About how he didn’t know why he was here.

About how he didn’t know why he was loved.

About how he didn’t know about anything

anymore.

And Damir told him he mattered, and he held his face in his hands, and he kissed him, and he told him he loved (?) him,

and Kim told him,

“Stop lying.”

And that day was never re-lived.



It was ironic. Kim told Damir one day, a week before his sophomore spring break, “I know how I’ll die.”

When Damir asked, “And how will you die, Kim?” with venom and eyes iced over, Kim shrugged, flicked the ash off the end of his cigarette, and said, “My stomach will rupture.”

It was ironic. The only thing — literally the only fucking thing — Kim was absolutely certain of, never happened. He didn’t die from the starving, from the purging, from the gorging, or from a ruptured stomach. He didn’t die from too many pills, or a knife to his gut.
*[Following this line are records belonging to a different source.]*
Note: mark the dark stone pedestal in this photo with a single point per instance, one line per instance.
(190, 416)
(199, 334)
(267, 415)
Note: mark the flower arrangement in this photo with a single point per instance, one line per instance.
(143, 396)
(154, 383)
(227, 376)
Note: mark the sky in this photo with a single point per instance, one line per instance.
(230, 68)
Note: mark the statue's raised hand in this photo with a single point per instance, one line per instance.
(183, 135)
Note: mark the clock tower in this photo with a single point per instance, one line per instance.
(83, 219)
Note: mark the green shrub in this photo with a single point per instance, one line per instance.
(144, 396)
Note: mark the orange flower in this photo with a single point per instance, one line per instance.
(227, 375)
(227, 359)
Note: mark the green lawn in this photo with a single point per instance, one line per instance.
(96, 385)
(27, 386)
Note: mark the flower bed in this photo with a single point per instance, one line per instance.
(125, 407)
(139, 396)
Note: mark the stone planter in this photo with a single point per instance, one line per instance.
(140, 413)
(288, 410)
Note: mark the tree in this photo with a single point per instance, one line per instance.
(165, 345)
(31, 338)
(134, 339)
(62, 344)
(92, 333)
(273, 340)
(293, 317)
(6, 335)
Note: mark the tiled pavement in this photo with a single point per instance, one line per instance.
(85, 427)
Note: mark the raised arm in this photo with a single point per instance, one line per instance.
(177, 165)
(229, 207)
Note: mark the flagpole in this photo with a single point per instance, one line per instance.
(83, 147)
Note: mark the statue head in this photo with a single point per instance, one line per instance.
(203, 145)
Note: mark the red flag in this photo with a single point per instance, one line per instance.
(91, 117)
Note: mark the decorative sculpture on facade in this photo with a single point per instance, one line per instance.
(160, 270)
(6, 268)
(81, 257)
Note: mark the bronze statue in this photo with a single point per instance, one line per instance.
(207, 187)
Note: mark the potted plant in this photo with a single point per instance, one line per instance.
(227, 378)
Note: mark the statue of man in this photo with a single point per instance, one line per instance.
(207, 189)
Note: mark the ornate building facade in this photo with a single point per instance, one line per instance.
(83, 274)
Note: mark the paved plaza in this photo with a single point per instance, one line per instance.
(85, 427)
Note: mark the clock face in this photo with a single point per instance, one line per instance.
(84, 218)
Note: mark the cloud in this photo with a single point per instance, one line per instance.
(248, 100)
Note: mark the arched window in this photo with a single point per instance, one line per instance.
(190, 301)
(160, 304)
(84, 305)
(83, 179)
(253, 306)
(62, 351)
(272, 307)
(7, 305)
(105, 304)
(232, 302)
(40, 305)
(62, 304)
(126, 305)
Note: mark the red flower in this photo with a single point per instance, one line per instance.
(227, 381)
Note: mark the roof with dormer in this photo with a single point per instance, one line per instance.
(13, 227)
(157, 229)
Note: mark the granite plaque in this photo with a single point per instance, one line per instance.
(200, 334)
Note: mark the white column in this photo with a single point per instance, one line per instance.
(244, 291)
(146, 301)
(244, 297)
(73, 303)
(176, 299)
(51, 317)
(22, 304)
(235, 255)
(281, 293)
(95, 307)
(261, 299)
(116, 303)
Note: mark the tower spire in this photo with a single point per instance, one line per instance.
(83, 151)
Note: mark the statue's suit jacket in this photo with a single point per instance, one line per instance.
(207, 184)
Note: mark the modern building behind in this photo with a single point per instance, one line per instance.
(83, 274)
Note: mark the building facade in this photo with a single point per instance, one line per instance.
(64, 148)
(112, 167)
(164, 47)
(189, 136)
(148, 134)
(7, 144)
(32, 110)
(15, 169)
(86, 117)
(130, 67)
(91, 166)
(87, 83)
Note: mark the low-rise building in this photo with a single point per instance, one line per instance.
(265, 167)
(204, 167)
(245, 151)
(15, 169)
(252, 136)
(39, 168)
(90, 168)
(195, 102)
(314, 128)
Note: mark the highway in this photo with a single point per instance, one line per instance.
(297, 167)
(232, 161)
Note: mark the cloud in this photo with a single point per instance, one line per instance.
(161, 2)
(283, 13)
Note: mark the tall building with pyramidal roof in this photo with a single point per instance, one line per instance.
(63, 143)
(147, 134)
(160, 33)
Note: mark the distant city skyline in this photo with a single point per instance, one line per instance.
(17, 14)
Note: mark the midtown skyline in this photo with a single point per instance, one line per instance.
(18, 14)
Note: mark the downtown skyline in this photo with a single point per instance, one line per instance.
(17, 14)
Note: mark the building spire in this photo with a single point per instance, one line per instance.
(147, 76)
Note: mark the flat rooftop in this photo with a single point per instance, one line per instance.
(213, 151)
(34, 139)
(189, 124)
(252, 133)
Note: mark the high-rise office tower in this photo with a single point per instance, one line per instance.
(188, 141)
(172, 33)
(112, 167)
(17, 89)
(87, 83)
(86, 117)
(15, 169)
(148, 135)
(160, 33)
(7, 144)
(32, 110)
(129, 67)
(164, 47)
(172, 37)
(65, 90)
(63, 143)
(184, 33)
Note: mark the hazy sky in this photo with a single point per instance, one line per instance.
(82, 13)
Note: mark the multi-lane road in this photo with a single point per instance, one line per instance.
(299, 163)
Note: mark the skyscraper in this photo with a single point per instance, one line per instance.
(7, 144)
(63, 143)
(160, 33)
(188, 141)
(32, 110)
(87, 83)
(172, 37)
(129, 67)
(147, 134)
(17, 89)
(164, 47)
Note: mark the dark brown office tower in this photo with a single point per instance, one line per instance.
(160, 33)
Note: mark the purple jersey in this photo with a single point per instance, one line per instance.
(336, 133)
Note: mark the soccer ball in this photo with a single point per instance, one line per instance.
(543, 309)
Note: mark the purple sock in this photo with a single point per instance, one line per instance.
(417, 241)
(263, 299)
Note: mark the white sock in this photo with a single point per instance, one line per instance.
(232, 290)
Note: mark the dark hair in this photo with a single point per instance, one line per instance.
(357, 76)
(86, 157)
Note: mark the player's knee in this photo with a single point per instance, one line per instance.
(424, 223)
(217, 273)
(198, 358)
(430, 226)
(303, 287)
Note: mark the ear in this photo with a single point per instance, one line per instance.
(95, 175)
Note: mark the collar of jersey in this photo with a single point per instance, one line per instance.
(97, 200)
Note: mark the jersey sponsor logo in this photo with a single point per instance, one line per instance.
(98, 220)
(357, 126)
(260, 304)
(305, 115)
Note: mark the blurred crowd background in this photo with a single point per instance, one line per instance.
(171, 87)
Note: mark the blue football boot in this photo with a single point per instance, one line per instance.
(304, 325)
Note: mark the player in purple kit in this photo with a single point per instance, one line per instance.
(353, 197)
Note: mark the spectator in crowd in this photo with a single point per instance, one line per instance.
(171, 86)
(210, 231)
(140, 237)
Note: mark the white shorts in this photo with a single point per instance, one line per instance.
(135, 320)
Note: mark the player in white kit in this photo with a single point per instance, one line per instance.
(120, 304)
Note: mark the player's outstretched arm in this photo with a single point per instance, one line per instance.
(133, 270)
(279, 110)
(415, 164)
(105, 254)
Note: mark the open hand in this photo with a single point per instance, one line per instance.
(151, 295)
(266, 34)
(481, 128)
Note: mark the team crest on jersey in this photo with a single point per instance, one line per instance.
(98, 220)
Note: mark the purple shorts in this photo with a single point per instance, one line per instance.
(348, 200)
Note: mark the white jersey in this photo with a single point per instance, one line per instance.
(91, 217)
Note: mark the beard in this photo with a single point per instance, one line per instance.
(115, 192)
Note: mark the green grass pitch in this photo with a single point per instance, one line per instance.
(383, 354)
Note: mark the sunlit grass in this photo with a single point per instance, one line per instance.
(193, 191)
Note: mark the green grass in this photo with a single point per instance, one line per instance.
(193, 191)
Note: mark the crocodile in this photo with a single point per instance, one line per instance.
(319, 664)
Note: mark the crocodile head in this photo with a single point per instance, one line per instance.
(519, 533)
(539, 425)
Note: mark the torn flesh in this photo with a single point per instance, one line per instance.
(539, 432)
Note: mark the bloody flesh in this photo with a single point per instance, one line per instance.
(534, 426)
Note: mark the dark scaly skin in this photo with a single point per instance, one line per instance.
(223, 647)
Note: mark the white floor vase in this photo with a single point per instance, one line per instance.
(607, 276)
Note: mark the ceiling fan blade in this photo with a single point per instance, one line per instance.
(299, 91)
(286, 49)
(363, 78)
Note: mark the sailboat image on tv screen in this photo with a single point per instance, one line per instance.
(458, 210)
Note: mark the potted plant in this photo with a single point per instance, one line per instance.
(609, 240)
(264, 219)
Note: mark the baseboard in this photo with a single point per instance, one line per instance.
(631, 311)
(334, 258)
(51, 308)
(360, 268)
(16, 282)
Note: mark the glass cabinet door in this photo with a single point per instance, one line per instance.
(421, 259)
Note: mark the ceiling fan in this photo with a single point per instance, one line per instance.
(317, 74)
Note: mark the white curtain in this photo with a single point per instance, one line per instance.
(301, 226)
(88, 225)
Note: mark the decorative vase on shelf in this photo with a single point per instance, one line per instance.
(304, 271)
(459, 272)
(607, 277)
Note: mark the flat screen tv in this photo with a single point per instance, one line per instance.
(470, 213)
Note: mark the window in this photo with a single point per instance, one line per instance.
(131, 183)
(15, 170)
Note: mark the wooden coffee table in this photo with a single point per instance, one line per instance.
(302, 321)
Kim had already been dead before he died. His physical life was taken from a truck driving a few too many miles over the speed limit,

and Kim had happened to step out into its way.

Damir didn’t cry at the news, like he thought he would’ve. Instead it was a hollow ache, a month of sleepless nights, a few days without food — and then relief.

He didn’t have to taste puke in his mouth anymore.

Neither did Kim Won Jung.

✖✖✖
♠ ♠ ♠
and done. wrote this super fast when i was sad. why do i always only write when im sad?